A proposta feita pelo Ministério Público ao Governo para o orçamento de 2013 é de cerca de R$ 165 milhões, valor este, na opinião de Paulo Rubens, ainda bem aquém do que o órgão necessita, realmente, para solucionar seus problemas. O Governo do Estado, por outro lado, sinaliza conceder ao MP o montante de R$ 114 milhões, o que se distancia ainda mais dos anseios da instituição.
De acordo com o presidente da APMP, o Ministério Público – embora detentor de uma política de gestão e administrativa rigidamente planejada, especialmente do ponto de vista financeiro – sofre sérios problemas estruturais, sobretudo no interior.
Imagem: Divulgação
Audiência pública
Audiência pública“O Ministério Público é extremamente organizado, faz o seu dever de casa. Cada centavo do órgão é gasto de forma austera e eficiente.
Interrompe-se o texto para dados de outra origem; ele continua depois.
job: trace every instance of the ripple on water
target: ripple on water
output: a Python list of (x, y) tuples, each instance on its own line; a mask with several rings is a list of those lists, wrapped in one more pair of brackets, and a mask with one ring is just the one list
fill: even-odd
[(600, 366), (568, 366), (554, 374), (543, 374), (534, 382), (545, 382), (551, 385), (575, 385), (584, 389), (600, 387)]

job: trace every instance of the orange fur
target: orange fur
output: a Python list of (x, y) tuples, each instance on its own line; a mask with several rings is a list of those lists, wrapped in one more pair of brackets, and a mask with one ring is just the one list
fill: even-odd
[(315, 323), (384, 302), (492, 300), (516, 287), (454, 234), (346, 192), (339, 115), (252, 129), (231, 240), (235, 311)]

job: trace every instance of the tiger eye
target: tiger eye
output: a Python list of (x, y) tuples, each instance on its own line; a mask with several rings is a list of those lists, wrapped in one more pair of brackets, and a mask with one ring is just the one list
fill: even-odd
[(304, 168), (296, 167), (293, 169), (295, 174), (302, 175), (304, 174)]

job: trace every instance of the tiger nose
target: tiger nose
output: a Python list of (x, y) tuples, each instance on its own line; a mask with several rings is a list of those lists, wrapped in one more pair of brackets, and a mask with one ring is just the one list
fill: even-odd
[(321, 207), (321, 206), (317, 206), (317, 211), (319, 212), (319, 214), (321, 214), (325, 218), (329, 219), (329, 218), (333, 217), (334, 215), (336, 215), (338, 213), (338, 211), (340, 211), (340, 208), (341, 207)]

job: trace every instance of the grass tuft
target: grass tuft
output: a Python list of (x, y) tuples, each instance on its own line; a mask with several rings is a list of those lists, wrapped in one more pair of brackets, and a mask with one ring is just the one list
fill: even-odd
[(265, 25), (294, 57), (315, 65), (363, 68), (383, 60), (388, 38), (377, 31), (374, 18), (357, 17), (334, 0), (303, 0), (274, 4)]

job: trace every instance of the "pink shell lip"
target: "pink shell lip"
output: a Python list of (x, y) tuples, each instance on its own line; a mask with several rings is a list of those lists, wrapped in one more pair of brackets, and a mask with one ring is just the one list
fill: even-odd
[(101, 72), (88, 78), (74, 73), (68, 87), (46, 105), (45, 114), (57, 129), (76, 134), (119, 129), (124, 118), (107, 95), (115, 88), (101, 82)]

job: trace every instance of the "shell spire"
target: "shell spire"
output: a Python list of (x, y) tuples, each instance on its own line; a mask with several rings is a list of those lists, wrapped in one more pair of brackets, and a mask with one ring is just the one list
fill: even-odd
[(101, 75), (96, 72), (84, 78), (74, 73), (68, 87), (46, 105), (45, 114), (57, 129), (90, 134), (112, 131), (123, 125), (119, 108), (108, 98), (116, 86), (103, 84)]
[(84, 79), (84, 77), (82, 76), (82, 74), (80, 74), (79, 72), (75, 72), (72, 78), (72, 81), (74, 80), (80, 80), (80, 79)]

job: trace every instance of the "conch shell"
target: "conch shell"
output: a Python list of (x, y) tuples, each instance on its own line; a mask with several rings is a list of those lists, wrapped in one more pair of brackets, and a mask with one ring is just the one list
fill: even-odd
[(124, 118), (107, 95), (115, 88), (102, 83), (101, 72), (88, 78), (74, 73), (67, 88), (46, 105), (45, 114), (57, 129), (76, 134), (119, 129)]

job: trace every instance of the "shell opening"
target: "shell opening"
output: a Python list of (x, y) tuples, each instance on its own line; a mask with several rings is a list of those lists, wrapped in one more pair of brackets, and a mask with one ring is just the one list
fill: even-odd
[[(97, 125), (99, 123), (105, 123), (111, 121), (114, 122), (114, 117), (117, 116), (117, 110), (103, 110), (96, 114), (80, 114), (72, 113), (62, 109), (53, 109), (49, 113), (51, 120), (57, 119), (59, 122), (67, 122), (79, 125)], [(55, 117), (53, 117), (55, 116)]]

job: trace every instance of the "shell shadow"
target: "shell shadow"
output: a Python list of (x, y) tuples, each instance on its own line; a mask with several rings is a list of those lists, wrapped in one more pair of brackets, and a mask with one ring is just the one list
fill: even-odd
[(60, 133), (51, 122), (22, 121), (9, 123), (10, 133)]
Elaboramos um planejamento estratégico até o ano de 2022. Temos consciência de que, ao pedir recursos para o orçamento, o estamos fazendo para bem geri-los”, pontua Paulo Rubens.
Promotora de Justiça relata problemas estruturais em Promotorias de Justiça
A promotora de Justiça Janaína Rose Ribeiro, relatou, durante a audiência, os principais problemas enfrentados, atualmente, pelo Ministério Público do Estado. Faltam móveis, equipamentos, internet, veículos para diligências, serviço de postagem de correspondências, servidores, promotores.
Janaína afirma que tais problemas atingem, principalmente, as Promotorias da região Sul do Piauí, que, segundo ela, “apesar dos esforços da Procuradoria-Geral de Justiça, estão completamente desassistidas”.
“Não temos servidores em 80% das Promotorias de Justiça, não há salas para os promotores e em 96,7% das Comarcas do Estado não há sedes próprias do Ministério Público. Existem apenas 131 promotores para atender às demandas dos 224 municípios, contamos com um déficit de 67 membros, atualmente, sendo que a maioria deles é obrigado a acumular promotorias. Desse modo, não há como o MP prestar seu trabalho a contento à população”, afirma a promotora.